Association of the AGXT2 V140I Polymorphism with Risk for Coronary Heart Disease in a Chinese Population

Aim: Asymmetric dimethylarginine (ADMA) is a nitric oxide synthase (NOS) inhibitor that decreases NO production and promotes the development of cardiovascular diseases. Alanine-glyoxylate aminotransferase 2 (AGXT2) plays an important role in ADMA metabolism. This study was designed to explore the association of the AGXT2 V140I (rs37369 G>A) polymorphism with risk for coronary heart disease (CHD) in a Chinese population. Methods: A case-control study including 1103 controls and 942 CHD patients was performed. The patients were genotyped for rs37369 using the polymerase chain reaction-restriction fragment length polymorphism (PCR-RFLP) method.

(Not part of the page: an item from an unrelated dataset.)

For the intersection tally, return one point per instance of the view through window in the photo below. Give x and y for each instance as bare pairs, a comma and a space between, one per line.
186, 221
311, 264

Plasma ADMA concentration in healthy controls was measured by an enzyme-linked immunosorbent assay (ELISA). Results: The rs37369 GG genotype was significantly overrepresented in CHD patients compared to the controls (18.5% versus 14.8%, p=0.025), and it was significantly associated with increased risk for CHD in smokers (OR=2.21, 95% CI: 1.24-3.92, p=0.007) and marginally increased CHD risk for individuals with diabetes mellitus (OR=1.92; 95% CI: 0.94-3.91, p=0.074). The association between rs37369 and CHD risk was further increased in smokers with diabetes mellitus (OR=3.32, 95% CI: 1.14-9.67, p=0.028). Patients who smoked and were rs37369 GG homozygous showed significantly higher plasma ADMA levels than carriers of the rs37369 A allele (p=0.004). However, in non-smokers, patients homozygous for rs37369 GG showed significantly lower plasma ADMA concentrations than carriers of the rs37369 A allele (p=0.003). Furthermore, smokers homozygous for rs37369 GG showed significantly higher plasma ADMA concentrations than non-smokers with the same genotype (p=0.012). Conclusion: The AGXT2 rs37369 polymorphism is associated with increased risk for CHD in smokers and in diabetes mellitus patients. This increased risk may be due to increased plasma ADMA levels.